# Good System



## Log2 (Oct 16, 2008)

Hey I'm looking for a good, I don't want to say "top of the line" lol, because I don't have top of the line money... I mean, I'm willing to spend like 700 bucks to 1000 bucks, as cheap as possible really... but I want a few things to be present...

Here's the situation.. I want to hook this up to my computer, and I want it to be a home theater, so we'll pretend I'm hooking it up to a satellite, because no one needs to worry about connecting it, but me, haha, ok so what I need, I want:

F Response: 20-25hz - 20khz
Sub Wattage: 100 - 200 (I'm not made out of money)
Gotta be 5.1 (Possible upgradable to 7.1 not necessary)
Signal to noise: >100db
Total RMS: 500Watts maybe 700W, but I wanna be as low as possible, again I don't want a high electric bill


If anyone could help with finding something along those lines, that's not too too expensive, I would greatly appreciate it


----------



## yustr (Sep 27, 2004)

Here's one system that might be what you're after.
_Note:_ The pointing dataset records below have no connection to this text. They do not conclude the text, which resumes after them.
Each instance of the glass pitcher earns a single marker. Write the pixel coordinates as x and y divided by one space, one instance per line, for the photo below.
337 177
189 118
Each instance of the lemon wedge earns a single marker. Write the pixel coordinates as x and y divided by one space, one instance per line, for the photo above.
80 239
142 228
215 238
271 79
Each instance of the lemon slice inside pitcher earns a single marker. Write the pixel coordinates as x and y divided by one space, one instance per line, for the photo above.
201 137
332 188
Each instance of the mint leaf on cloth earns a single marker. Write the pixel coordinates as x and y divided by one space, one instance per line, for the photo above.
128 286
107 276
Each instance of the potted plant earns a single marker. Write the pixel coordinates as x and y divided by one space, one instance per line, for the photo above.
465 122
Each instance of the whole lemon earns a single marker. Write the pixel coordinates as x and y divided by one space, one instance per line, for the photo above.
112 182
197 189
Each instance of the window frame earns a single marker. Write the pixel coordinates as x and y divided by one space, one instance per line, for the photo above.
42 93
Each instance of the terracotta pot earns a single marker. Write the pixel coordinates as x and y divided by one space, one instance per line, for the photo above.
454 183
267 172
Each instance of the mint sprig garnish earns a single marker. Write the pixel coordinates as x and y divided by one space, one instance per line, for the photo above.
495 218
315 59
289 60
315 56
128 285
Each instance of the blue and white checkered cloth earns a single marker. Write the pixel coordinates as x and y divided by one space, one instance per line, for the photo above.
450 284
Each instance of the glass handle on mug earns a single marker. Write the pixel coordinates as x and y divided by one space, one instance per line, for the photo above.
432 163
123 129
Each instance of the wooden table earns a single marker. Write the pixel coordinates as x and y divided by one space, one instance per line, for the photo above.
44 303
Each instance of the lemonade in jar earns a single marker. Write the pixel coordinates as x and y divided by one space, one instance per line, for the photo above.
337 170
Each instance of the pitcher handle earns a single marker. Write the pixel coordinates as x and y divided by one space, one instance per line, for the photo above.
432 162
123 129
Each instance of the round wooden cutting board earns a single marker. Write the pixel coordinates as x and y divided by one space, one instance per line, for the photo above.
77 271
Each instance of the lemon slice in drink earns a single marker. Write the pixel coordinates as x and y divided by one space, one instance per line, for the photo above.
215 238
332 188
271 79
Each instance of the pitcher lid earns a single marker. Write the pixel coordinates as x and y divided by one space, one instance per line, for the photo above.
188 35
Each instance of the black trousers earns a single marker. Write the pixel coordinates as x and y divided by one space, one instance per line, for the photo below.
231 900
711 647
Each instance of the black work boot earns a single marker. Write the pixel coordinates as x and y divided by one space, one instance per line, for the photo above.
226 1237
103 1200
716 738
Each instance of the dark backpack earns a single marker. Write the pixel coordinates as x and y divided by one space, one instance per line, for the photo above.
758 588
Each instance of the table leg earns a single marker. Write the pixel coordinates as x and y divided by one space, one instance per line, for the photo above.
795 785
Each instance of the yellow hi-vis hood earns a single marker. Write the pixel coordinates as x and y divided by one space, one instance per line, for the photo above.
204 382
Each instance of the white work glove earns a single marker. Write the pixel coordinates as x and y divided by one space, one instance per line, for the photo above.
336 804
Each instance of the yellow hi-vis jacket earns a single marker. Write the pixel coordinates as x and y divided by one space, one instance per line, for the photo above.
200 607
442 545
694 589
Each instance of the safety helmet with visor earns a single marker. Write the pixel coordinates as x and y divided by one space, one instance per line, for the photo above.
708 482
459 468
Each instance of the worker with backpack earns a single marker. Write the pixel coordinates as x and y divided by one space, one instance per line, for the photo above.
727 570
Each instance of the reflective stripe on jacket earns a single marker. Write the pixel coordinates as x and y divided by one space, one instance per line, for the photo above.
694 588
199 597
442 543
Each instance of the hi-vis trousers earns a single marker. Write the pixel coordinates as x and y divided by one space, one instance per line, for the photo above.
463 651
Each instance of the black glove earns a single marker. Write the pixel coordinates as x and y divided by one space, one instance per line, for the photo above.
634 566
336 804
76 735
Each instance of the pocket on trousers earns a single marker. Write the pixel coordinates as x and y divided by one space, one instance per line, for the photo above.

I say might because without knowing more about what you're like, what your tastes in music are, how willing are you to delay a little for better today, what your room size is, what sources are you going to need besides the comp, how loud do you want to play it, etc...we can't give real guidance.


----------



## Log2 (Oct 16, 2008)

Wow, that looks amazing, and it def fits all the criteria, and the price looks to be pretty good, thanks a lot


----------